I feel for you (and all of your peers) making this decision. After being and probably being perceived as a high achiever your entire life and spending the last 3+ years of your life surrounded by super motivated and accomplished classmates, it is foreign to even consider wanting anything other than the most difficult, competitive and prestigious thing you can get. But here’s the deal: you aren’t any less smart or awesome or accomplished than your classmates for choosing to go in to a less competitive specialty, and the patients you would see in the less competitive specialty are no less deserving of your skills and brains. You are absolutely not being “lazy” or “taking the easy way out “. You’ve been in school for essentially your entire life to be a physician who will spend your career helping sick people-no matter what specialty, life as a physician isn’t how anyone defines the easy way out.

The whole residency/match process makes this feel like such a big, final decision (and I agree, it is) but you have made big, final, life changing decisions like this before without even knowing it. Choosing your undergraduate college closed the door on all sorts of possible awesome opportunities at your second choice school. Deciding to become a doctor pretty much closed the door on ever becoming an engineer. You probably made these decisions and dozens of others without even really knowing you were doing it, and it sounds like they turned out pretty ok. The most important part of this is to stop beating yourself up, make a decision and commit in your head to this being the best decision for you. Embrace the things on the “pros” side of the pros and cons list of whatever you decide and don’t look back.

Good luck!
posted by mjcon at 12:10 PM on July 29, 2013 [1 favorite]

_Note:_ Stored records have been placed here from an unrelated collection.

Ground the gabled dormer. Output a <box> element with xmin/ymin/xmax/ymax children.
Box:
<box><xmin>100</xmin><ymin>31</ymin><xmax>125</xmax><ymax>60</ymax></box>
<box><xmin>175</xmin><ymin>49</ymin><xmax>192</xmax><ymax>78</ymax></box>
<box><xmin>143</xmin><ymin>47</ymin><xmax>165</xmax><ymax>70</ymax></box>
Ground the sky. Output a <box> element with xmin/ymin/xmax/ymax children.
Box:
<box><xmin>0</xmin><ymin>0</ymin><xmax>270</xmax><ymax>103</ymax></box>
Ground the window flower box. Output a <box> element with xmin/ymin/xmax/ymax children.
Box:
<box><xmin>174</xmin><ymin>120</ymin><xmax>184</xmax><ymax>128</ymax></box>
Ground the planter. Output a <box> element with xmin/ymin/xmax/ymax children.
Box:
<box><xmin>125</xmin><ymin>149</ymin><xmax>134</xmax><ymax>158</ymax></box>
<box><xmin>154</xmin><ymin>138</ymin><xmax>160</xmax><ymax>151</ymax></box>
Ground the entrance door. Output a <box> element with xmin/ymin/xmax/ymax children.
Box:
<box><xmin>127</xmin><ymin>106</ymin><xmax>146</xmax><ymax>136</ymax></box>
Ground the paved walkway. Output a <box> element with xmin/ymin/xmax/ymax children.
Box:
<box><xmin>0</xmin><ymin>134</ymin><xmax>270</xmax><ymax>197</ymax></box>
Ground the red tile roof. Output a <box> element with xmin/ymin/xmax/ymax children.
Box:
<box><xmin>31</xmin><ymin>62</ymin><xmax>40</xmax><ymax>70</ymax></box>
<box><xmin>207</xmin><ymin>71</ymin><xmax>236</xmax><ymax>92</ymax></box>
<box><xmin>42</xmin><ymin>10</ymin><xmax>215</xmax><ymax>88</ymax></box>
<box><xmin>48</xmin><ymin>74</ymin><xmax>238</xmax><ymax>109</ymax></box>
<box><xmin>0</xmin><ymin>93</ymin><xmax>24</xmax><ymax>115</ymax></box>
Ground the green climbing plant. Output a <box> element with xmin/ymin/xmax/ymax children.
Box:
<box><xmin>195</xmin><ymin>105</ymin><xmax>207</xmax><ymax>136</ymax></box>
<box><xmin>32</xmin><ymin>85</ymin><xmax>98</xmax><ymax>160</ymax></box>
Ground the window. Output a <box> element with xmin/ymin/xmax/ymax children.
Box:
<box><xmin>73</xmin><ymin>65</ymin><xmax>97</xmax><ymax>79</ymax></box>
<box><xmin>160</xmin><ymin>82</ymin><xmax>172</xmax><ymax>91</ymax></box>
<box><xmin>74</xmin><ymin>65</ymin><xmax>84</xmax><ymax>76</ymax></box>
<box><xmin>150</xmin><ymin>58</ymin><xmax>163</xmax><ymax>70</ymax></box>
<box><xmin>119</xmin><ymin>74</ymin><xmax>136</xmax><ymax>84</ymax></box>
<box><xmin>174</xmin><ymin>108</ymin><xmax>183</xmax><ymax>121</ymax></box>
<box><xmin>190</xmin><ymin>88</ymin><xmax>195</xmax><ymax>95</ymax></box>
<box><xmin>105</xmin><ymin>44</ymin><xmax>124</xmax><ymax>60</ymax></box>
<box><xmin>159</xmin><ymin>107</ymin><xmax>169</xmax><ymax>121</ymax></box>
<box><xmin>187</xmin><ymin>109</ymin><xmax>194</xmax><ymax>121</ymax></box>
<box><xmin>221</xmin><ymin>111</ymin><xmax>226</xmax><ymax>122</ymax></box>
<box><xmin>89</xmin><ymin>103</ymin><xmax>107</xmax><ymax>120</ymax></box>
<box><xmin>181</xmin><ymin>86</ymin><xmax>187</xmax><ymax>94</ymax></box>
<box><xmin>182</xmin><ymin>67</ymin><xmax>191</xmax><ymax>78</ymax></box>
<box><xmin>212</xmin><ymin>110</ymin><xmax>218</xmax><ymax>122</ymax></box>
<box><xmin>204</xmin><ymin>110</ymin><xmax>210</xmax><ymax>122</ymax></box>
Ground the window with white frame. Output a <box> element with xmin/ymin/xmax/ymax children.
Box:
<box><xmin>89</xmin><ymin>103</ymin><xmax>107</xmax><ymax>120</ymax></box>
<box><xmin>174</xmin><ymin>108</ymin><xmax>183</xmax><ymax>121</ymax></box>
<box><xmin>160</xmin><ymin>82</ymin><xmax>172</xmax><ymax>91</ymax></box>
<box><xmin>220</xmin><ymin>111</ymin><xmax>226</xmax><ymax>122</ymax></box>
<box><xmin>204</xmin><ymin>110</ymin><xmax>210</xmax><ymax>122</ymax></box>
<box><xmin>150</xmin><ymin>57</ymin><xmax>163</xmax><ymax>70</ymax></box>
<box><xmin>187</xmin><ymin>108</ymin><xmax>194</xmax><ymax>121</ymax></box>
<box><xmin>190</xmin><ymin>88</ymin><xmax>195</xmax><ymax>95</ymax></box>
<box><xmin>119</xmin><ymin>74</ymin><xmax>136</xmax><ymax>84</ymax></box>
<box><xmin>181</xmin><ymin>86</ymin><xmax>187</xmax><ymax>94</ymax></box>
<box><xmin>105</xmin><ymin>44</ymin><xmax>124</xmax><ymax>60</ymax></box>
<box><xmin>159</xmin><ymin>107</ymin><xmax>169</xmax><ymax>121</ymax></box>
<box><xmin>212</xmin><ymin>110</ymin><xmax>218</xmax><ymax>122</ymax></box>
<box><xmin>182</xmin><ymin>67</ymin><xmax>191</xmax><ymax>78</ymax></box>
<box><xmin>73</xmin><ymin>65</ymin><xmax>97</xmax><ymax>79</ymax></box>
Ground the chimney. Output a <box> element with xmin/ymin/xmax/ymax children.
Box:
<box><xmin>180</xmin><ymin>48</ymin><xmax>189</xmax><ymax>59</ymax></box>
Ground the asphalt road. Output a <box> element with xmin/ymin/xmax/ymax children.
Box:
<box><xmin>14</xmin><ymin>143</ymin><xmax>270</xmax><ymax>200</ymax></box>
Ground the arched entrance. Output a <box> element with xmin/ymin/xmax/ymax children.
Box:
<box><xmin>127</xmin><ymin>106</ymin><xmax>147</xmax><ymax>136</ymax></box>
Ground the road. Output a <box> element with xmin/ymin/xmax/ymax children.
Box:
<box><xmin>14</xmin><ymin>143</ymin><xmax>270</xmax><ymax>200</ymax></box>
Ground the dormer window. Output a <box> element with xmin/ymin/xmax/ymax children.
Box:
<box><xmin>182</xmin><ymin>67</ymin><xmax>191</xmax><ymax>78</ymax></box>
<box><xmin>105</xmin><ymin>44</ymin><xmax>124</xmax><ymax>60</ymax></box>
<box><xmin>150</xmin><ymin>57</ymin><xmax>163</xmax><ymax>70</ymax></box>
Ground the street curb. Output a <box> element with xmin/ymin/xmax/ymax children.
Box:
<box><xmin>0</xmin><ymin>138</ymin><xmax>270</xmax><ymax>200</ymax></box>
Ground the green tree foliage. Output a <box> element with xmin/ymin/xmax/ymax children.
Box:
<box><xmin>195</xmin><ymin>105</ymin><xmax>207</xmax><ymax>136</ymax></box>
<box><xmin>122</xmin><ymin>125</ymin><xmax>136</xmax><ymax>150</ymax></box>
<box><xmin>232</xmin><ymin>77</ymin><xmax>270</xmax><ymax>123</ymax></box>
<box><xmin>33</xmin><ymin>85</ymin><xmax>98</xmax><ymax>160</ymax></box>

at the end of the day I'm a pretty weak candidate

based on my background I think I have the skills required to be really good at it


If you have weak grades or scores, that might not matter. If they like what they've seen at your audition rotation, that trumps the rest.

Interview. See how it goes. Also, if anyone who'd be making the decision has said the slightest thing about you applying there, or about giving you a recommendation -- this is a BIG positive sign as to your chances.

I fear that if I just do the interviews "just to see" then I'll get sucked back into wanting to do it for the wrong reasons and continue in this miserable spiral of indecision for months.

This isn't a good reason not to do the interview, cutting yourself off like this isn't magically going to make you content with the decision you made from inaction.
posted by yohko at 2:28 PM on July 29, 2013


I'm on my second career because the first one stressed me out and was eating my soul. I'm much happier now, and I'm pretty good at this, but maybe I'll change careers again one day. There is no right or wrong choice here, just choose as best you can and live an awesome life (no matter which you picked!).